L’humour a toujours été présent dans le cinéma de Buñuel : sans la dérision ou le grotesque, il n’est pas possible selon lui de prendre la pleine mesure de la complexité humaine. Mais ce fut généralement un ingrédient secondaire, tapis dans les interstices pour accroitre les contrastes d’une dénonciation acerbe ou opposer à la bienséance une moquerie blasphématoire. Dans Le Charme discret de la bourgeoisie, la comédie devient le propos premier, et permet au réalisateur un glissement tout à fait passionnant qui, pour schématiser un peu grossièrement, le ferait passer du surréalisme franc de ses débuts à un absurde beaucoup plus proche d’Ionesco.


Les incongruités les plus franches vont ainsi se succéder dans un véritable festival d’inversions par lesquelles un évêque devient jardinier avant d’assassiner le meurtrier de ses parents, des militaires fument des joints et la haute société tente, tant bien que mal, de dîner convenablement tandis que débarquent la police, l’armée où d’autres importuns. Le récit, très régulièrement investi par des rêves dont on ne révèle la teneur qu’à leur issue (le traditionnel réveil brutal du rêveur), se permet des incursions encore plus fantasques, à grands renforts de spectres ou d’images qui citent allègrement les débuts de Buñuel, comme cet œil crevé d’un mort ou le piano à queue dans lequel on installe un prévenu avant de le torturer. Le dispositif, assez théâtral, fonctionne le plus souvent sur une unité de lieu – une des fameuses réceptions qu’on ne parvient jamais à conduire à son terme – interrompue par une série de sonneries ou d’entrées qui viennent ménager l’intrusion de récits enchâssés. Le film n’est pas encore totalement à sketches (comme ce sera le cas pour Le Fantôme de la Liberté), et garde des personnages récurrents qui permettent d’accroitre la dimension comique, comme celui de l’ambassadeur du Miranda, pays qui concentre à lui seul tous les maux de la Terre, ou les épouses et leurs diverses obsessions.
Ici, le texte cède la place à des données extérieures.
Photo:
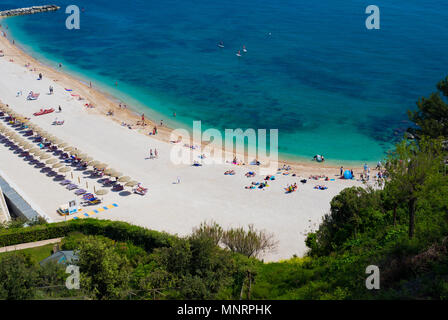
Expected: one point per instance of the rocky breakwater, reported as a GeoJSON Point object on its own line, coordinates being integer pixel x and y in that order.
{"type": "Point", "coordinates": [30, 10]}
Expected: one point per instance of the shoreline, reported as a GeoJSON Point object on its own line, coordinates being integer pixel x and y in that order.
{"type": "Point", "coordinates": [105, 101]}
{"type": "Point", "coordinates": [180, 196]}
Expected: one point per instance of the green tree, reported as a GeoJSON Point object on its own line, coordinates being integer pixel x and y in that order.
{"type": "Point", "coordinates": [17, 277]}
{"type": "Point", "coordinates": [431, 117]}
{"type": "Point", "coordinates": [251, 243]}
{"type": "Point", "coordinates": [409, 168]}
{"type": "Point", "coordinates": [104, 272]}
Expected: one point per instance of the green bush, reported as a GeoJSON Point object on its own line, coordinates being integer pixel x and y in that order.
{"type": "Point", "coordinates": [119, 231]}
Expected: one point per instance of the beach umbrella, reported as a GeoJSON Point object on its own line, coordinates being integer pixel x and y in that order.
{"type": "Point", "coordinates": [131, 184]}
{"type": "Point", "coordinates": [109, 171]}
{"type": "Point", "coordinates": [101, 166]}
{"type": "Point", "coordinates": [124, 179]}
{"type": "Point", "coordinates": [51, 161]}
{"type": "Point", "coordinates": [116, 174]}
{"type": "Point", "coordinates": [101, 192]}
{"type": "Point", "coordinates": [94, 163]}
{"type": "Point", "coordinates": [56, 140]}
{"type": "Point", "coordinates": [75, 152]}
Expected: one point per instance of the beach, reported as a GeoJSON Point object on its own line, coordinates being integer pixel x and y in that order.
{"type": "Point", "coordinates": [203, 194]}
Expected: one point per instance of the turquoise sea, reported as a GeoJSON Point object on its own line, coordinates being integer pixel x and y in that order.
{"type": "Point", "coordinates": [311, 70]}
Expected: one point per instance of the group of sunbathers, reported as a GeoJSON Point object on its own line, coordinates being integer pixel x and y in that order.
{"type": "Point", "coordinates": [291, 188]}
{"type": "Point", "coordinates": [318, 177]}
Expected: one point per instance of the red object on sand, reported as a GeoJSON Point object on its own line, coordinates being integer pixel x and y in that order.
{"type": "Point", "coordinates": [42, 112]}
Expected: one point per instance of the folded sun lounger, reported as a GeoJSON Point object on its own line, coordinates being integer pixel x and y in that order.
{"type": "Point", "coordinates": [72, 186]}
{"type": "Point", "coordinates": [80, 192]}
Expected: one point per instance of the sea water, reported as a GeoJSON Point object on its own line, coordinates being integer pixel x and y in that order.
{"type": "Point", "coordinates": [312, 70]}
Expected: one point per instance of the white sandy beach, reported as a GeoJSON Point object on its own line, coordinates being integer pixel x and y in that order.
{"type": "Point", "coordinates": [204, 193]}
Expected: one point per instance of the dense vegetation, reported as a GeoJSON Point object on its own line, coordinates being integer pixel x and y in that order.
{"type": "Point", "coordinates": [401, 228]}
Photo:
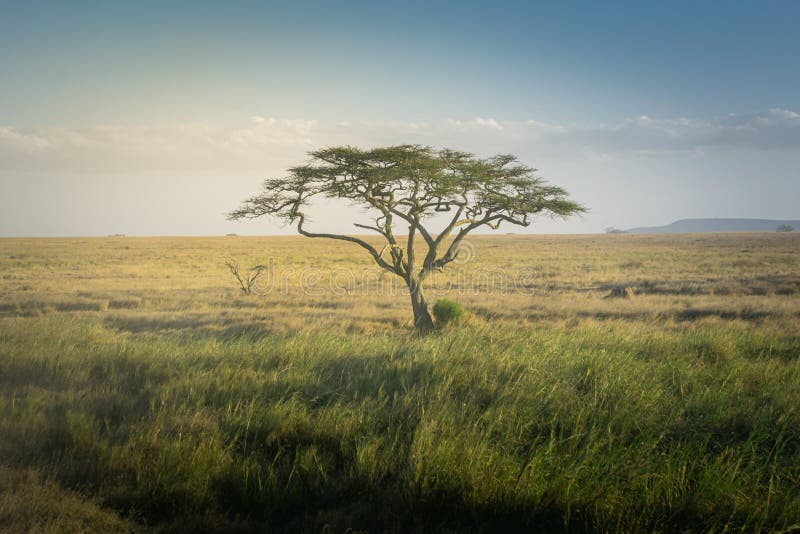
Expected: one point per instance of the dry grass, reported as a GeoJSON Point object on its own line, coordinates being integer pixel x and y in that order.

Si Buñuel perd de sa superbe en matière de mise en scène, très marquée par des zooms ou des transitions assez poussives (par le flou, ou un personnage avançant sur la caméra jusqu’à occulter intégralement le cadre), il conserve un sens aigu de l’équilibre qui permet au décalage de toujours garder sa ligne de crête. La bourgeoisie éponyme impose en effet un certain standing, que ce soit dans les tenues, les intérieurs ou la mondanité générales des protagonistes, qui cohabitent donc dans un raffinement assez savoureux avec les incongruités les plus désinhibées. Dans le même esprit, on garde toujours un certain sens de la mesure pour ne pas totalement basculer dans le n’importe quoi, comme s’il fallait, pour conserver l’étrangeté, rappeler la rationalité encore possible chez ces personnages. Ainsi, la maitresse de maison n’abuse pas lorsqu’elle demande à l’évêque de chercher d’autres chaises lorsqu’il assume sa fonction de domestique, et le capitaine empêche le récit du deuxième rêve d’un soldat faute de temps.


L’exhibition du caractère factice, enfin, achève la démonstration d’amusement du réalisateur. Lorsque l’un des repas devient subitement une scène de théâtre, que les morts par balles se multiplient ou que la bande son vient à intervalles régulier couvrir les voix, la mécanique dramatique du tandem Carrière/Buñuel dévoile ses coulisses : les différentes références à la religion, la politique ou la lutte des classes sont désormais des ressorts comiques au profit d’une danse ridicule et jouissive au rythme de laquelle les pantins se prennent encore au sérieux.